Part 04 :
[Beneran nih, mas nggak tahan nih] √ Aku membaca pesan dari Ricky seusai memakai daster tidurku.
[Nggak tahan apa, kak?] Balasku.
[Nggak tahan pengen pipis. Eh jangan panggil kakak dong!] Ia menjawab.
[Oh, pipislah dulu.]✓
[Jadi panggil apa donk]✓[Panggil mas aja.]✓ Ia sepertinya memyuruhku memanggil mas.
[Ya, mas.] Jawabku singkat.
[Eh, adek lagi apa?] Ia bertanya.
[Lagi duduk aja mas, baru selesei mandi, ngeringin rambut]
[Wah wangi donk. Boleh kakak cium?] Hmn,,, mas Ricky sepertinya mulai lagi.

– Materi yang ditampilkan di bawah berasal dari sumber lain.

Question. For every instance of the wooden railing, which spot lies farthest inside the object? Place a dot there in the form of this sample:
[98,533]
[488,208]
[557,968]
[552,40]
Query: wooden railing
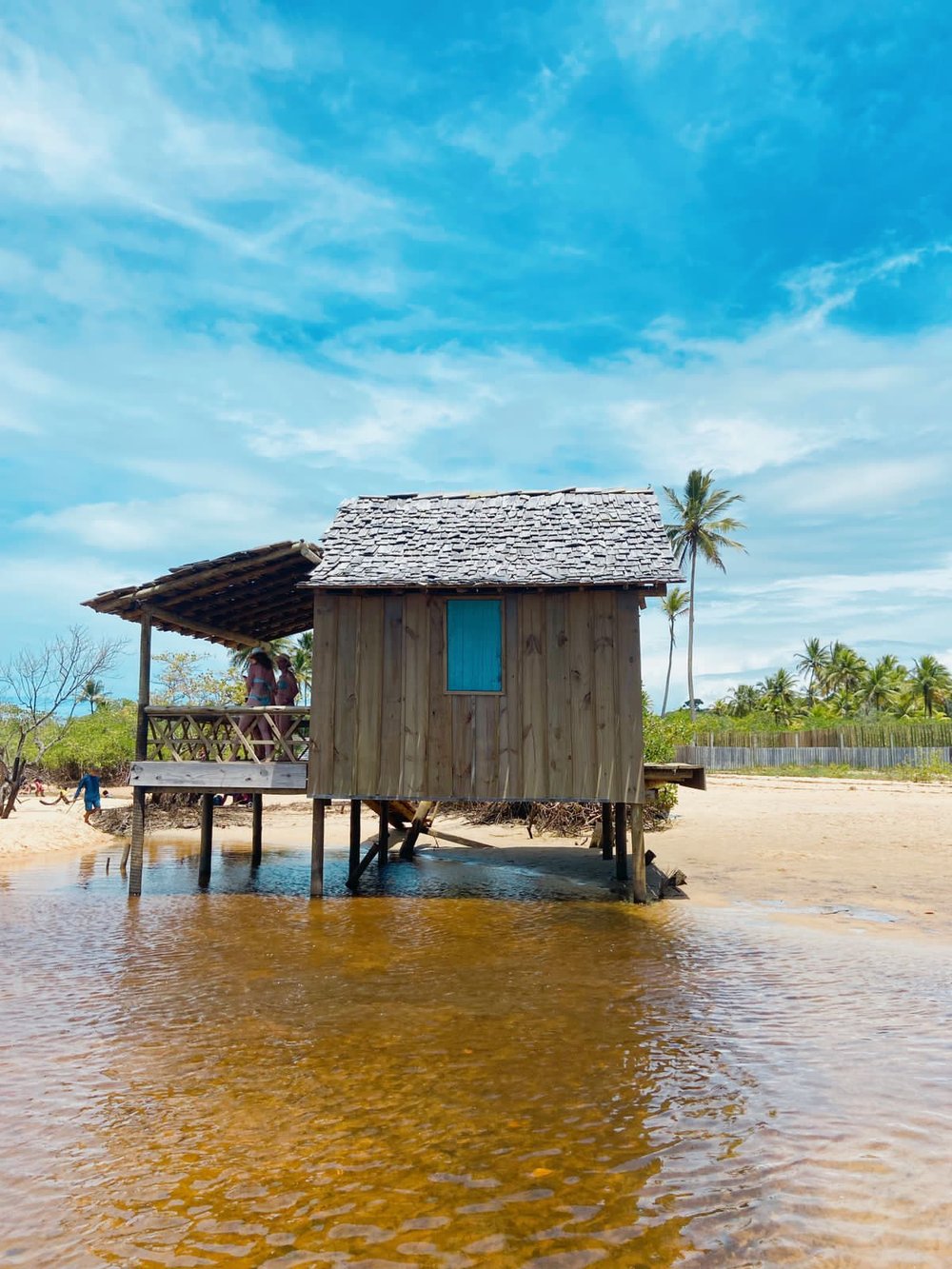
[228,734]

[Nah, cium ketek aku nah.] Jawabku sembarangan.
[Mau donk! Sini.] Jawabnya. Entah apa yang dipikirkan pria ini. Sepertinya ia menggodaku.
[Ih, jorok] Jawabku singkat.
[Nggak kok, malah enak?]
[Kok enak sih, kan bauuukkk] Aku tak menyangka, mas Ricky menyukai aroma ketiakku, walau kita belum pernah bertemu secara langsung.
[Pokoknya mas suka,]
[Nah, cium nah.] Ungkapku menggodanya.
[Wah, kalau cium enaknya di bibir] Ya,,, aku tahu, aku juga punya televisi yang menayangkan adegan ciuman.
[Ye,,, enak aja] Jawabku memberontak.
[Eh, adek sudah punya pacar belum?] Sepertinya mas Ricky mengalihkan pembicaraan. Ia tahu bahwa aku mulai risih dengan pembicaraan ini.
[Belum kak] Aku menjawab saja.
[Eh, mas] Revisiku.[Kok cantik-cantik belum punya pacar sih]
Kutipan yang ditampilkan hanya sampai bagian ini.